If one were to look at a storyboard of European bigness, it show megastructures or buildings oscillating between the L-XL scale. Apart from Koolhaas’s vision, while some contemporary megastructures – such as the mega-roofs of the ILVA Mineral Park in Taranto and the NSF Shed over Chernobyl[23] – address a possible remedy for capitalistic horrors, and examples like the Seagaia Ocean Dome hide the obscenity of human consumerism, they all reveal a concrete abstraction of the contemporary production of space, useful in explaining the bigness of creative labor.
2018, Roof of the Ilva Mineral Park, Taranto © Roberta Gaetani
While TRIC’s model of post-human architecture as read by OMA, on par with the Soviet disurbanists, Le Corbusier’s linear city and, most emblematically, Superstudio’s Continuous Monument propose an escape from and a destruction of the capitalist city, the city remains a non-ignorable mechanism of production, still expanding, or even worse, imploding. I argue for the necessity of a new spatial paradigm in the dialectic between a new Bigness and Smallness.

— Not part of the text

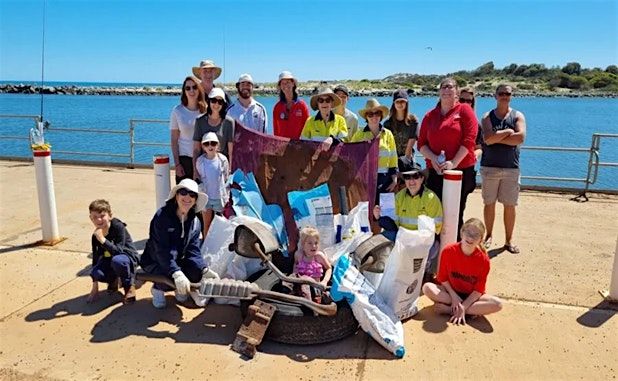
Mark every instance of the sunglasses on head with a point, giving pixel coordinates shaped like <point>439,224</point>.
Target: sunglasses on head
<point>217,100</point>
<point>412,176</point>
<point>185,192</point>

Smallness represents the myriad of things, ideas and communications that are produced by humans daily in the form of cognitive labor. Smallness is a concept equal and opposite to bigness; equal in power, opposite in scale. It depends on the general intellectual capacity to invent and imagine new things.
Smallness is social labor. And it needs a scenario in which everything imagined becomes an ephemeral small-space, room, bed-place, 3d-printing, scenography, commodity without an exchange value and full of use value. What already happens in Amazon and Netflix Studios (myriad of actors, TV series, scenography, fake environments) as well as in many precarious architects’ lives (producing only collages and small-scale installations), can be applied to real life: extending life to pure imagination. Thus, space could be produced and reproduced only through intellectual labor – machines will do the rest?
Perhaps, in a space where the market economy, the economy or capitalism will no longer exist, under a Roof called communism.